Authors
Xiangqiu Chen, Tao Wu, Weifei Liang, Ming Huang, Shaohua Zeng, Qingchun Zhou, Hao Lin, Xichun Zheng, Qizhi Xu, Jing Wang, Wenwu Liu, Qingyou Zheng, Qishan Long, Zhuohui Ning, Xinyi Cao
Published in
Translational andrology and urology. Volume 15. Issue 6. Pages 207. Jun 30, 2026. Epub May 14, 2026.
Abstract
Clear cell renal cell carcinoma (ccRCC) is the most common kidney cancer subtype. While localized disease is treated surgically, therapeutic options for advanced cases remain limited. This highlights an urgent need for reliable prognostic markers and novel therapeutic targets. Therefore, this study aimed to clarify the clinical significance and functional role of MAGI3 in ccRCC.
We analyzed MAGI3 expression in ccRCC and normal tissues using public datasets and clinical samples. Its correlation with clinicopathological features and patient survival was evaluated. The biological role of MAGI3 and its underlying mechanism were investigated through in vitro and in vivo functional assays.
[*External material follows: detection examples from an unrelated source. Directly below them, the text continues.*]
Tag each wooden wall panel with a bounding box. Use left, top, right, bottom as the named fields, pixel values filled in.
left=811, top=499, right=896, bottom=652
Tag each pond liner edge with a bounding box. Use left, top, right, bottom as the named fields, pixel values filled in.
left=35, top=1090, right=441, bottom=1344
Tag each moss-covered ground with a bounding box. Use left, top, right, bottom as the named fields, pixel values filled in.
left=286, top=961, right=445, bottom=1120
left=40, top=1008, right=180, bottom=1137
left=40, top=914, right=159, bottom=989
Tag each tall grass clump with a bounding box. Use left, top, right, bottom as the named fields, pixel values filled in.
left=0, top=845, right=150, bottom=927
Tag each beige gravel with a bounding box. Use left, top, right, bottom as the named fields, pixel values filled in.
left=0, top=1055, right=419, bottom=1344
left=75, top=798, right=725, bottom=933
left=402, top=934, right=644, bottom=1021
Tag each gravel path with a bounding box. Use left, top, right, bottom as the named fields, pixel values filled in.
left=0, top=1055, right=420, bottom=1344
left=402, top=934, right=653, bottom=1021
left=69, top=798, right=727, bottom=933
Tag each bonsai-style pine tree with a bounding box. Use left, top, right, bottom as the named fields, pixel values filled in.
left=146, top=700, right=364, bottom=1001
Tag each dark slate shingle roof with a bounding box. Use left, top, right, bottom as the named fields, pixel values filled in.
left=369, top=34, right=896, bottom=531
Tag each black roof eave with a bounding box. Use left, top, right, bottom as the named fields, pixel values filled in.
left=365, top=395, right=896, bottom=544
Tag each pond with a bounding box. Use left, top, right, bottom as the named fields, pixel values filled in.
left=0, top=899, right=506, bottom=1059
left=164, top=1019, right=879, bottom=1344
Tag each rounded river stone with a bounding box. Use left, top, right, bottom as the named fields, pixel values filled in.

MAGI3 expression was significantly downregulated in tumor tissues compared with adjacent normal kidney specimens. Lower MAGI3 levels correlated positively with advanced tumor stage, higher Fuhrman nuclear grade, lymph node metastasis, increased infiltration of immunosuppressive cell populations, and poorer overall patient prognosis. Functional experiments further demonstrated that MAGI3 overexpression effectively suppressed ccRCC cell proliferation, migration, and invasion in vitro and in vivo by inhibiting STAT3 signaling phosphorylation and downstream transcriptional activity.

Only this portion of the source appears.